Der österreichische Vatertag kann leider keine so rührende Anfangsgeschichte vorweisen. Es wird berichtet, dass er auf den Wiener Helmut Herz zurückgeht, der mit einem neuen Fest im Jahr 1955 auf die Textilkrise antworten wollte. Der Vatertag sollte in der Sommerzeit den Konsum wieder ankurbeln: nach dem Beispiel des „Herrentags“ in Deutschland. Im Laufe der Jahre ist seine Idee aufgegangen und es gibt Schätzungen, dass der Vatertag der österreichischen Wirtschaft bis zu 100 Millionen Euro jährlich bringt.
Aber der Vatertag hängt auch mit dem sich in der Gesellschaft veränderten Männerbild zusammen. Beim Bennen nur einiger Schlagzeilen im Zusammenhang mit den modernen Männern sehen wir sofort eine deutliche Spannung: Michael Meuser sagt: „Die Familie wird wichtiger, im Job werden Frauen zur Konkurrenz: Der gesellschaftliche Wandel fordert Männer heraus, sich neu zu positionieren.“ Miriam Hollstein beschreibt die Männersituation ganz kurz: „Der Mann von heute – Macho ist out, Softie nicht in“, und Daniel Erk schreibt: „Die Paarbeziehung war eine gesellschaftlich vorgeschriebene Aufgabenteilung, so komplex wie die Zuständigkeiten eines Messers und einer Gabel. Die perfekte Ergänzung, keinerlei Überschneidung oder Konkurrenz. Der Mann von heute soll dagegen ein Schweizer Taschenmesser sein: Je nach Umstand und Situation mal Nähnadel, mal Nagelschere, Feile oder Pinzette – und dann doch wieder Messer, Schraubenzieher oder gar Säge. Immer schön flexibel!“
Da Männer- und Vaterrolle eng zusammenhängen, habe ich in der Bibel nachgeschaut, welche Vaterbilder dort vorkommen.

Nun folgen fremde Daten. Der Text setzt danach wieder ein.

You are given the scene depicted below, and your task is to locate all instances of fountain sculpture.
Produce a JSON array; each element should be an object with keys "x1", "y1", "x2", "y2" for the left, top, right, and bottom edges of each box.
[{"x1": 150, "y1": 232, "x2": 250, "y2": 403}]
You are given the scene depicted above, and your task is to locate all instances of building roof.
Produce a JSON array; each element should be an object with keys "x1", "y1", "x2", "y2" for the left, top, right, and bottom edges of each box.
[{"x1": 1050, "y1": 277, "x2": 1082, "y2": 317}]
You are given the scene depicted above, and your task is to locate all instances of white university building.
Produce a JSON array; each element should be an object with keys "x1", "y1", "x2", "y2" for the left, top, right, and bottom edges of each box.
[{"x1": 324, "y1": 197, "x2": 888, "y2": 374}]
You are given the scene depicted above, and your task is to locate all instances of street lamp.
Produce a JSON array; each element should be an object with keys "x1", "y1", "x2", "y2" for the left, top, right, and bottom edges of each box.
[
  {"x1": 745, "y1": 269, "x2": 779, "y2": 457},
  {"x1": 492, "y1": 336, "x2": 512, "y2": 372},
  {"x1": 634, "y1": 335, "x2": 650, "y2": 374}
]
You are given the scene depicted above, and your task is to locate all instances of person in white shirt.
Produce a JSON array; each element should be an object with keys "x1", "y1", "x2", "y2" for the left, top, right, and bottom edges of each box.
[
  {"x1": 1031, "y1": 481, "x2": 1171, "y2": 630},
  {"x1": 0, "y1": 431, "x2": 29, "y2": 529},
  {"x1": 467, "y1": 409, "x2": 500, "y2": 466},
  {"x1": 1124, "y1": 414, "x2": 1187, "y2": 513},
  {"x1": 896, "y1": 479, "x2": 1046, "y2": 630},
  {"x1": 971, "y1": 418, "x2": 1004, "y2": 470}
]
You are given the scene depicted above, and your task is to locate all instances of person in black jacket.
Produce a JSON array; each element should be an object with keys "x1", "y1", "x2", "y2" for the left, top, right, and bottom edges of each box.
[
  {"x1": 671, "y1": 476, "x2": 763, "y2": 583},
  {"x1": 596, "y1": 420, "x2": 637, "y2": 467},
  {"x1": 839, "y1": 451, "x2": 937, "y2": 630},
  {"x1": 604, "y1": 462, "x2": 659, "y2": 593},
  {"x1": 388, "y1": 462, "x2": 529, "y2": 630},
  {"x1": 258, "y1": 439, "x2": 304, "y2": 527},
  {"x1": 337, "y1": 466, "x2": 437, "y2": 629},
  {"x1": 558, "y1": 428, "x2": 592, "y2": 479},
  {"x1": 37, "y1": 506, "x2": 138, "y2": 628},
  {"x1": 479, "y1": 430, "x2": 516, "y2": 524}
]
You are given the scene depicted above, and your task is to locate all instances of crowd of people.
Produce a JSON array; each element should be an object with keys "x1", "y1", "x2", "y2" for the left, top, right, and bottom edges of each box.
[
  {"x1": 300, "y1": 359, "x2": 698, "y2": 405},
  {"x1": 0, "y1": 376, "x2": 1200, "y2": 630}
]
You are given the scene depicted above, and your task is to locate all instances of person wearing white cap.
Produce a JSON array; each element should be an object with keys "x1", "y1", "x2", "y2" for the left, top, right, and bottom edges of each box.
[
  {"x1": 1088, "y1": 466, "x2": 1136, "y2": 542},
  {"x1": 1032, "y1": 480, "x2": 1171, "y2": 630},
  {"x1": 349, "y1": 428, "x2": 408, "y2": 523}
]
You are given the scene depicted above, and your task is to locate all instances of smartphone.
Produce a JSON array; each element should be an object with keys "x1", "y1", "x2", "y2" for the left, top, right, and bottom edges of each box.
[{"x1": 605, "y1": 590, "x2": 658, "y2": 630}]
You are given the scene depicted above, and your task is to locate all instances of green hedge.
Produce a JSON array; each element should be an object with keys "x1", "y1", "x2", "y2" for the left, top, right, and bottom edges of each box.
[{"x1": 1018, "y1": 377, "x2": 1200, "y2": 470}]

Sehr verkürzt gesagt, wird Gott in der Bibel vor allem mit Fürsorge und Verantwortung verbunden und dadurch als Ernährer, Beschützer und Helfer gesehen und dadurch als Vater angesprochen. In Jesus wurden diese Eigenschaften kurz Liebe genannt, aber sie können durch noch andere Begriffe beschrieben werden wie: barmherzig, suchend und nachgehend, damit es den Kindern gut geht und sie heil werden, wartend, damit sie den richtigen Weg finden, großzügig auf ihr Glück bedacht.
Der Vatertag – ein Tag einer Verantwortung, die man nicht abgeben kann, ein Tag eines besonderen Glücks und einer besonderen Rolle, die man mit der Zeit lernt, in die man hineinwachsen muss, die sich im Laufe des Lebens verändert aber nicht auslöscht.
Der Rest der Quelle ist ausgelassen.